Schema matching is one of the challenging problems faced when handling multiple data sources. This gets even more complicated when it needs to be done with only sample instances. Chuang and Chang’s work attempts to address this challenge.
The authors explain the concept of pairwise schema matching techniques attempted by other researchers in the area of instance-based schema matching. They claim that holistic schema matching is the same as domain schema discovery. The major contribution seems to be the extension of pairwise schema matching to what could be termed as weighted multi-pair integrated matching. Chuang and Chang verify the effectiveness of their algorithm by using case studies from four domains: airfares, books, cars, and CDs. The holistic matching algorithm proposed provides the best matching performance, compared with a few other algorithms, such as cluster and chain matching.

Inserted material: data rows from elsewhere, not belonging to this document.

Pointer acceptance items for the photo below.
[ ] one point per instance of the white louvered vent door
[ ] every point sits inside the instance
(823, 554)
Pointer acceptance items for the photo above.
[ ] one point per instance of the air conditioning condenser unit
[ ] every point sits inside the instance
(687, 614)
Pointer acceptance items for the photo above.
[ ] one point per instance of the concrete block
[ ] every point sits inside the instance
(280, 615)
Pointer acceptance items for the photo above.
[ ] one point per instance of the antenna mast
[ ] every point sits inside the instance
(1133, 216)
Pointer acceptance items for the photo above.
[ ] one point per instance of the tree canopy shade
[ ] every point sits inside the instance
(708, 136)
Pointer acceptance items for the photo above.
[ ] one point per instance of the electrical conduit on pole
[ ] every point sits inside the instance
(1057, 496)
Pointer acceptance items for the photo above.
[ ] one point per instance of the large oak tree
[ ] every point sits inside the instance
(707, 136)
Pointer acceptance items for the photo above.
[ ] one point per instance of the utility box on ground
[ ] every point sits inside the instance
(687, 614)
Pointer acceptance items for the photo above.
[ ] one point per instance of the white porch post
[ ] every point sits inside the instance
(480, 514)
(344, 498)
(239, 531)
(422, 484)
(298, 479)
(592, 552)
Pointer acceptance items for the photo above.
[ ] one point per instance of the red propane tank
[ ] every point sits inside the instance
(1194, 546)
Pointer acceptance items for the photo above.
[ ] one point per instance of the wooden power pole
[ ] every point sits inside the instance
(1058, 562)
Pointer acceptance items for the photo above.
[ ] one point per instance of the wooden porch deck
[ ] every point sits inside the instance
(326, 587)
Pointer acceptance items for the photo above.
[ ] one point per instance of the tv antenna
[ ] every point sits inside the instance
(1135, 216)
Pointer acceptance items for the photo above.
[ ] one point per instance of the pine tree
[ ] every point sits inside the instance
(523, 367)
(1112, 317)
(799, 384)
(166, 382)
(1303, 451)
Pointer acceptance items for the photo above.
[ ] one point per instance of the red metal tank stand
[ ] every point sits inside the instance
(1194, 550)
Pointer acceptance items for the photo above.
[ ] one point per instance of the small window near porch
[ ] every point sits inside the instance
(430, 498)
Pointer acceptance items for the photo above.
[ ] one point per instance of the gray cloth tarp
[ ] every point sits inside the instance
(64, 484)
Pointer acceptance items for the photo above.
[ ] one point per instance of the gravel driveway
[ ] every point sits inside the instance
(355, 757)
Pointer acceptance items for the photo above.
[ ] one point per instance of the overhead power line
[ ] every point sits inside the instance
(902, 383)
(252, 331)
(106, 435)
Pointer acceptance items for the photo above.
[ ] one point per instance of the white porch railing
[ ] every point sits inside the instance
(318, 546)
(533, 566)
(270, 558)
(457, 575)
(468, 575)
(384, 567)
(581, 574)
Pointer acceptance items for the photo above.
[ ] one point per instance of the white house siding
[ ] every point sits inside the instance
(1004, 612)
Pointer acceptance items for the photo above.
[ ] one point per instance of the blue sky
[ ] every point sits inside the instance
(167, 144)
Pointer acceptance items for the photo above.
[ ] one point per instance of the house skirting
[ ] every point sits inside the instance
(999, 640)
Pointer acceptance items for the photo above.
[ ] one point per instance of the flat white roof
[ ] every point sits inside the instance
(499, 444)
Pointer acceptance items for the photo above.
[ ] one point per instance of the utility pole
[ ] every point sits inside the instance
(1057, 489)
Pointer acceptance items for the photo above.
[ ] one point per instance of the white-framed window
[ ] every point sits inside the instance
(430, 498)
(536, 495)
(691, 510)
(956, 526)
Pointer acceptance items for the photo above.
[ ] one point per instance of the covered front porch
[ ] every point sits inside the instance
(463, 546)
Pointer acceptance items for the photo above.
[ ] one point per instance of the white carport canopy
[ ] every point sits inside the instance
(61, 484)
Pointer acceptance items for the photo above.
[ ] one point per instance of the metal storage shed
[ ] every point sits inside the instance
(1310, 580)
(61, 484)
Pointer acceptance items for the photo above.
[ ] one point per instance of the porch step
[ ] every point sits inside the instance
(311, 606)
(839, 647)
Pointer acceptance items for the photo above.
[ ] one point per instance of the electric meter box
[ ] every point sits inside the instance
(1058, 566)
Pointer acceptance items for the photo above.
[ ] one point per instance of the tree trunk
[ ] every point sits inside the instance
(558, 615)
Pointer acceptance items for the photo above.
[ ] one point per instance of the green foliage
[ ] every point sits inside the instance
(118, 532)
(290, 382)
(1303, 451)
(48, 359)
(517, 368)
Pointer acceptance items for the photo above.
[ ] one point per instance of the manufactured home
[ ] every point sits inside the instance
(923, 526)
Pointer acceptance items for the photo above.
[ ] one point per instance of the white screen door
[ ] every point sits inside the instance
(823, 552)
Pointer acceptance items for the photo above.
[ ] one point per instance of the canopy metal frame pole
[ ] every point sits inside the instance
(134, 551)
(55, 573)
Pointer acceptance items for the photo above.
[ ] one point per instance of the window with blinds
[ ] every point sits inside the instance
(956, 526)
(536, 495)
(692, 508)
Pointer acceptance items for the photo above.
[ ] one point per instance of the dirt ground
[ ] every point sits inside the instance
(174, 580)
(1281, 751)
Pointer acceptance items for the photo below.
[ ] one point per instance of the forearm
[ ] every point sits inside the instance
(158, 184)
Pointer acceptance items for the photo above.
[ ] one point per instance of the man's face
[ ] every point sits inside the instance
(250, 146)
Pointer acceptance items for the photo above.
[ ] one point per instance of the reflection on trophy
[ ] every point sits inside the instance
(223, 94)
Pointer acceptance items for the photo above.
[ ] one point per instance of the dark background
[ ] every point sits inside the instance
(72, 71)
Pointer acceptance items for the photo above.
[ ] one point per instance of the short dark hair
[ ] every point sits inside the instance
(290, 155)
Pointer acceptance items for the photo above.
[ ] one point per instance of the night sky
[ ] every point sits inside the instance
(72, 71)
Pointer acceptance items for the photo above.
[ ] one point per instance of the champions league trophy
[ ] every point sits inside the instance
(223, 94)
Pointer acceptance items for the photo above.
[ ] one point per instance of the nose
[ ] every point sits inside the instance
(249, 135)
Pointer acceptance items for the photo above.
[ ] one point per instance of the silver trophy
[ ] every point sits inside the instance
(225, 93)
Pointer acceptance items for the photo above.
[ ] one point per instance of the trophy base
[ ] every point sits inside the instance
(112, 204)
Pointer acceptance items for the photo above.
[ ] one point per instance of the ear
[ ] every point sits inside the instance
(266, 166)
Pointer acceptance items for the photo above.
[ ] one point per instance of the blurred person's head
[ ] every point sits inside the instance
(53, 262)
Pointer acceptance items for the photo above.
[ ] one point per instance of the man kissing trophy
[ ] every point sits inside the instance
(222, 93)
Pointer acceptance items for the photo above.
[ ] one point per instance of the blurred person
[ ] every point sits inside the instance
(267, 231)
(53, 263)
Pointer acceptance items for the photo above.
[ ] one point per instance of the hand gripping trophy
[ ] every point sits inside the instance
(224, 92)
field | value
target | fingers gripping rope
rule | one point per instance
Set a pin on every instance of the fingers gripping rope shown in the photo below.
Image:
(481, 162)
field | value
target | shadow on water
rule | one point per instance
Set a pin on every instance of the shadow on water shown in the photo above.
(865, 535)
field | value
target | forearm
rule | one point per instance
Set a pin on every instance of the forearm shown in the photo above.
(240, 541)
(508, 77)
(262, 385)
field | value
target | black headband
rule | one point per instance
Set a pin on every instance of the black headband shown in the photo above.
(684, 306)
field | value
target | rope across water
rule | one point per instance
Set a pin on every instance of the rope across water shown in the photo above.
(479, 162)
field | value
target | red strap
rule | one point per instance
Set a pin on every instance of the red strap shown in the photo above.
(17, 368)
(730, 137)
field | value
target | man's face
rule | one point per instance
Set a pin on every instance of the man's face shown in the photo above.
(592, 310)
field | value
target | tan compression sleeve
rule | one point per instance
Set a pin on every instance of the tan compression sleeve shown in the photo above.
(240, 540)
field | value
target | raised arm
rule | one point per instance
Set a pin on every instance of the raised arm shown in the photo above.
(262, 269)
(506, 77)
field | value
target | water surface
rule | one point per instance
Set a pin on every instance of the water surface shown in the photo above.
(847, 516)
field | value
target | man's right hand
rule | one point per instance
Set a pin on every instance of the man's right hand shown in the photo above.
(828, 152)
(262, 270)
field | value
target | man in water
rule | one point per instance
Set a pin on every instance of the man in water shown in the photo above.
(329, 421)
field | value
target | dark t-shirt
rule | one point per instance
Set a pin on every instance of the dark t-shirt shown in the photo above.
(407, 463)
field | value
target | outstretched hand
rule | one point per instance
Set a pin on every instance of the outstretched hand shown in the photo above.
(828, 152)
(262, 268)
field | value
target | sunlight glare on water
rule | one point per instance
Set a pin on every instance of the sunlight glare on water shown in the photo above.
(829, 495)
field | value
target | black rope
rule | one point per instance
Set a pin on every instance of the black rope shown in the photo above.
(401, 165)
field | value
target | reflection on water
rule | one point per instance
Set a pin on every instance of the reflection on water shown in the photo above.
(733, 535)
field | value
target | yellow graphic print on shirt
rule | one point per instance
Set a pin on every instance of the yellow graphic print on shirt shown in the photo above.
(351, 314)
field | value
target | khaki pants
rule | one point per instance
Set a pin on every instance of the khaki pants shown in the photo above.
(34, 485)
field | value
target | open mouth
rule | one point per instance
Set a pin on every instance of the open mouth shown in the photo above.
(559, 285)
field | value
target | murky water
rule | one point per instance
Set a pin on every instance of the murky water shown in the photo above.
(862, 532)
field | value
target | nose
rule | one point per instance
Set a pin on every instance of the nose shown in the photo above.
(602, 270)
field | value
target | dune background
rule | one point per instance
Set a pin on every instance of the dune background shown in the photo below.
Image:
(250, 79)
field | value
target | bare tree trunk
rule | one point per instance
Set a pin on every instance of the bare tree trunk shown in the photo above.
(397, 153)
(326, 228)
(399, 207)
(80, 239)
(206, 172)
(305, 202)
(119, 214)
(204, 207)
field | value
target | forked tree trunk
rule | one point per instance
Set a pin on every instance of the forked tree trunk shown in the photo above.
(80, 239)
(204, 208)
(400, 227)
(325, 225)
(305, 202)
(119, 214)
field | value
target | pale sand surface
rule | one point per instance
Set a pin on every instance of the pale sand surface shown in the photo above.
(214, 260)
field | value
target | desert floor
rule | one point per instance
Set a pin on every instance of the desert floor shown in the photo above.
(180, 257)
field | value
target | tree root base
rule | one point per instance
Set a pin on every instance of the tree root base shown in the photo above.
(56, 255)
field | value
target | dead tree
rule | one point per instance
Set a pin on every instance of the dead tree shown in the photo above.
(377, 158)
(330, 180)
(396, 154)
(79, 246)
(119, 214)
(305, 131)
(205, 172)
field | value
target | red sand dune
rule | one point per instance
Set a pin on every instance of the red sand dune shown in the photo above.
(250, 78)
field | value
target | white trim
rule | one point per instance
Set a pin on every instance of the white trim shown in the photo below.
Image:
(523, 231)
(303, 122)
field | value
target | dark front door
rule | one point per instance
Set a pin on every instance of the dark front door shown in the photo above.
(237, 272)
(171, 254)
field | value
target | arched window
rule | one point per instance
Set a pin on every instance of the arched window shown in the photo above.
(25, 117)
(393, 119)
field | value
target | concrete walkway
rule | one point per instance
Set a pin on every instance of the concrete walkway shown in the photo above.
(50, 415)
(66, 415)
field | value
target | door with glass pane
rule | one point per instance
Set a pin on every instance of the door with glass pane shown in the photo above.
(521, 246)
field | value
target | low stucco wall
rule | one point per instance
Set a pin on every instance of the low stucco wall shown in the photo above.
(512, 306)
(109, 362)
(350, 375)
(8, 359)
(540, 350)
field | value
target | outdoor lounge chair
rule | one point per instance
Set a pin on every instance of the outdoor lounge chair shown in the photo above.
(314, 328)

While their claim may be valid for the sample set used for the comparison, it would be very difficult to extend it as a general improvement without a much deeper analysis. First, the select data sources used in the chosen domains have relatively comparable schema--for example, expedia.com and travelocity.com. Therefore, whether the algorithm would perform the same way with diverse schema in the same domain is a question to be answered. Second, the authors do not address what would happen if the domains were changed and, particularly, if the number of fields increased significantly. Surprisingly, having used about 300 to 400 records, from 30 to 40 sample pages in each domain, the authors claim to have carried out extensive experiments. Nevertheless, the paper attempts to address a very important challenge in schema matching.